06/18/2013 12:54 pm ET Updated Dec 06, 2017

City Camping Give Urbanites A Local Getaway

When urbanites need a getaway they pack up their gear and board buses, trains and airplanes to escape the city. But an escape is closer than most realize.

Gateway National Recreation Area is a network of parks that traverses three boroughs of New York City and parts of New Jersey. Conde Nast Traveler explored the perks of paying a visit to Gateway. Reasons to visit include price, panoramic views and the serene, natural habitat.

Gateway also offers something travelers would be hard-pressed to find anywhere else in New York City -- camping. For $20 a night you can pitch a tent and sleep in the great outdoors. We dare you to find cheaper accommodations in the city.

And Gateway is more than just cheap -- it's really cool. Campers and visitors can hit the beach, check out the wild refuge, or go sailing, canoeing or kayaking and get a unparalleled view of the city skyline.

Whether you live in a city or are planning to visit one this summer, check out these other urban oases.

1) If you're a Bostonian...

city camping

Bostonians who need a quick getaway can retreat to the Boston Harbor Islands National Recreation Area. Much like Gateway, the park is a collection of islands and peninsulas that offers campsites, hiking trails, tide pools, lighthouse tours and more. Perfect for families, Boston Harbor Islands are just a ferry ride away from the city.

2) If you're a Washingtonian...

city camping

Did you know you can go camping without even leaving the Beltway? Greenbelt Park is only 12 miles from downtown D.C. and boasts campgrounds, hiking trails and picnic areas. Great for a quick escape from the city hustle, Greenbelt Park is an affordable getaway with campsites costing a very affordable $16.

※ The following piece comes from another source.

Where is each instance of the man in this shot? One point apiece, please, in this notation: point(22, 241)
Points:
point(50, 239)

3) If you're an Angeleno...

city camping

They'll need to trek a little farther than the above urbanites, but Los Angeles residents can still get their fill of nature living. Sleep near the sea at Lee Carrillo State Beach, in Malibu. By day, visitors can swim, surf, explore coastal caves and reefs, or go back-country hiking. For those looking to truly immerse themselves in nature, Topanga State Park offers 36 miles of trails that traverse mountains, plains and canyons. At night, camp under the stars and relish the tranquility.

4) If you're a Seattleite...

city camping

Blake Island State Park is eight miles and a peaceful boat ride from Seattle's Central Waterfront. Hiking and bike trails weave through this 475-area camping park, which is bordered by five miles of beachfront shoreline. Visitors can take in sweeping views of the Seattle skyline and the Olympic Mountains and can check out Tillicum Village, a "native cultural experience" that offers tours, Northwest Indian dancing demonstrations and salmon bakes.